Why CuBlas & saxpy cannot reach idea max FLOPS?

Hi all:

I am trying to profile how fast my GPU can reach.

I copy a simple saxpy program but cannot figure out the result.

__global__
void saxpy(int n, float a, float *x, float *y)
{
  int i = blockIdx.x*blockDim.x + threadIdx.x;
  if (i < n) y[i] = a * x[i] + y[i];
}

int main(void)
{
  int N = 20 * (1 << 20);
  float *x, *y, *d_x, *d_y;
  x = (float*)malloc(N*sizeof(float));
  y = (float*)malloc(N*sizeof(float));
  cudaMalloc(&d_x, N*sizeof(float)); 
  cudaMalloc(&d_y, N*sizeof(float));
  for (int i = 0; i < N; i++) {
    x[i] = 1.0f;
    y[i] = 2.0f;
  }
  /*measure time start*/
  saxpy<<<(N+511)/512, 512>>>(N, 2.0f, d_x, d_y);
  /*measure time stop*/
  ...
}

EX, it sadly reaches max FLOPS only 0.1%…

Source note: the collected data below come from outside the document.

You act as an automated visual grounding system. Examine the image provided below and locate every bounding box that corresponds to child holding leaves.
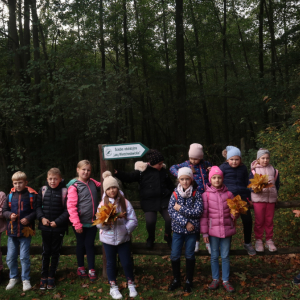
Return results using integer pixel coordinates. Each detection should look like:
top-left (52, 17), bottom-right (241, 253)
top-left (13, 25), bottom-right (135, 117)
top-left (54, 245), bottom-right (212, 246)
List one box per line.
top-left (201, 166), bottom-right (237, 293)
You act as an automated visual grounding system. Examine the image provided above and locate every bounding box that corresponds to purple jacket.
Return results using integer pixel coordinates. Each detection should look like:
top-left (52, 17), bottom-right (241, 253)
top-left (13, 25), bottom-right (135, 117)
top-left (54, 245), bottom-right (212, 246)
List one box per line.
top-left (200, 184), bottom-right (236, 238)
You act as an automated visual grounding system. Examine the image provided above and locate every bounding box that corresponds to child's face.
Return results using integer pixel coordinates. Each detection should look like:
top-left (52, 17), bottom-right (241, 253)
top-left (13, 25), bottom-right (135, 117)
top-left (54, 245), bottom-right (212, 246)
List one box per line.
top-left (152, 161), bottom-right (164, 171)
top-left (106, 187), bottom-right (118, 198)
top-left (179, 175), bottom-right (192, 190)
top-left (13, 180), bottom-right (27, 192)
top-left (227, 156), bottom-right (241, 168)
top-left (47, 173), bottom-right (62, 189)
top-left (189, 157), bottom-right (201, 165)
top-left (77, 164), bottom-right (91, 181)
top-left (210, 175), bottom-right (223, 188)
top-left (258, 154), bottom-right (270, 167)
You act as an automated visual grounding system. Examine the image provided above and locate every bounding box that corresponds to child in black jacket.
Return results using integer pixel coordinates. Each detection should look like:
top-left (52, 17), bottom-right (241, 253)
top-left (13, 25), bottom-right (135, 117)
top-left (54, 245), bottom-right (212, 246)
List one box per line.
top-left (36, 168), bottom-right (69, 290)
top-left (115, 149), bottom-right (174, 249)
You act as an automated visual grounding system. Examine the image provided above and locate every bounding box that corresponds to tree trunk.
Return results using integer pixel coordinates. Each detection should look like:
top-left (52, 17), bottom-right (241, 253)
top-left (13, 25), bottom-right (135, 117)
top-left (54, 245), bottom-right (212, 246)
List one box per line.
top-left (23, 0), bottom-right (30, 83)
top-left (259, 0), bottom-right (264, 79)
top-left (99, 0), bottom-right (106, 88)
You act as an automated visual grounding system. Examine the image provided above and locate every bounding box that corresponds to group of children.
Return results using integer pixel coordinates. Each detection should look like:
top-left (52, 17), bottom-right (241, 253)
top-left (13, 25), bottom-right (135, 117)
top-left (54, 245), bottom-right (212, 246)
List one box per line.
top-left (0, 144), bottom-right (296, 299)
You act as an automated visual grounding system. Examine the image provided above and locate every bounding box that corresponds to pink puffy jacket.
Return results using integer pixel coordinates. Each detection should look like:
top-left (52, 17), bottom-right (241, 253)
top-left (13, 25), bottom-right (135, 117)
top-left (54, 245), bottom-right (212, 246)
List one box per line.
top-left (200, 184), bottom-right (236, 238)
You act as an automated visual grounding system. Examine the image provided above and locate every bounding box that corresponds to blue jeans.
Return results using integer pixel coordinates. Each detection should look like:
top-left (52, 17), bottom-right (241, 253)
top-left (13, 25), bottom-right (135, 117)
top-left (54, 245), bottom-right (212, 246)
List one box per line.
top-left (6, 236), bottom-right (32, 281)
top-left (170, 232), bottom-right (196, 261)
top-left (209, 236), bottom-right (231, 281)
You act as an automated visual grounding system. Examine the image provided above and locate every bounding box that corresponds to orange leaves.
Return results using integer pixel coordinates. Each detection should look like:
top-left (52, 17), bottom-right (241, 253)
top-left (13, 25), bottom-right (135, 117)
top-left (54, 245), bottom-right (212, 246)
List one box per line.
top-left (247, 173), bottom-right (273, 193)
top-left (22, 226), bottom-right (35, 237)
top-left (227, 195), bottom-right (248, 216)
top-left (10, 220), bottom-right (14, 234)
top-left (92, 203), bottom-right (120, 226)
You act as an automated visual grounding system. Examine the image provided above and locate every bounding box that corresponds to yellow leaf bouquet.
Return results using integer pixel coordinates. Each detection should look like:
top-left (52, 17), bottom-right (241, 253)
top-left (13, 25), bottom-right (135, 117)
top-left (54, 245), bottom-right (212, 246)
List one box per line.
top-left (92, 203), bottom-right (121, 226)
top-left (22, 226), bottom-right (35, 237)
top-left (227, 195), bottom-right (248, 217)
top-left (247, 173), bottom-right (273, 193)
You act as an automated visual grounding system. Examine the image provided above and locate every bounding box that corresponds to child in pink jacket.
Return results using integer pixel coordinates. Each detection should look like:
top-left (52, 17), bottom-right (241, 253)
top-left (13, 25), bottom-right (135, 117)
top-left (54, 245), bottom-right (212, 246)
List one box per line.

So I try to unroll the loop; it means to do more work within each thread, as:

__global__
void saxpy(int n, float a, float *x, float *y, float *z)
{
  int i = blockIdx.x*blockDim.x + threadIdx.x;
  int offset = 128 * i; 
  if (i < n) 
    for (int k = 0; k < 128; k++) {
      z[offset + k] = a * x[offset + k] + y[offset + k];
    }
}

In this example I do 128 calculations within a thread, instead of just one as origin.

However, it makes thing worse… Notice that the # of blocks are reduced accordingly so total # of op are the same.

Finally, I tries to use a temp variable (or a temp array) to store the result.
Now it becomes much faster & close to the theoretic max FLOPS.

Even that I think the way is wrong since it cannot get back the result.

tmp = a * x[offset + k] + y[offset + k];

My question is:

  1. Could I measure by this way? why temp variable(or array) makes it mush faster?
  2. Why unroll the loop makes it slower?
  3. I used Cublus’s API = cublasSaxpy & the result is close the 0.1% also; dose it implies something?

Also, I found the example of CUDA named: 0_Simple/matrixMul has a profile program also.
It can reach 1330.88 GFlop/s compared to ~60 GFlops of this even simpler test program. It makes me confused…
.

Thanks in advance!

How much you get using Thrust’s saxpy? Solution #4 at https://devblogs.nvidia.com/six-ways-saxpy/
What does NVidia Visual Profiler say about these runs you tried? It will suggest bottlenecks in each kernel.

You’re very much memory limited in your kernel.

EDIT:
your adding of the 128 element stride actually makes things worse, as you are no longer coalescing your memory accesses. You will be requesting data from multiple cache lines per warp.

A vector 1D SAXPY will not benefit much from CUDA acceleration as each vector element is touched only once. The real gains come in with big matrices, where each element must be accessed many times. The use of shared memory can help a lot here.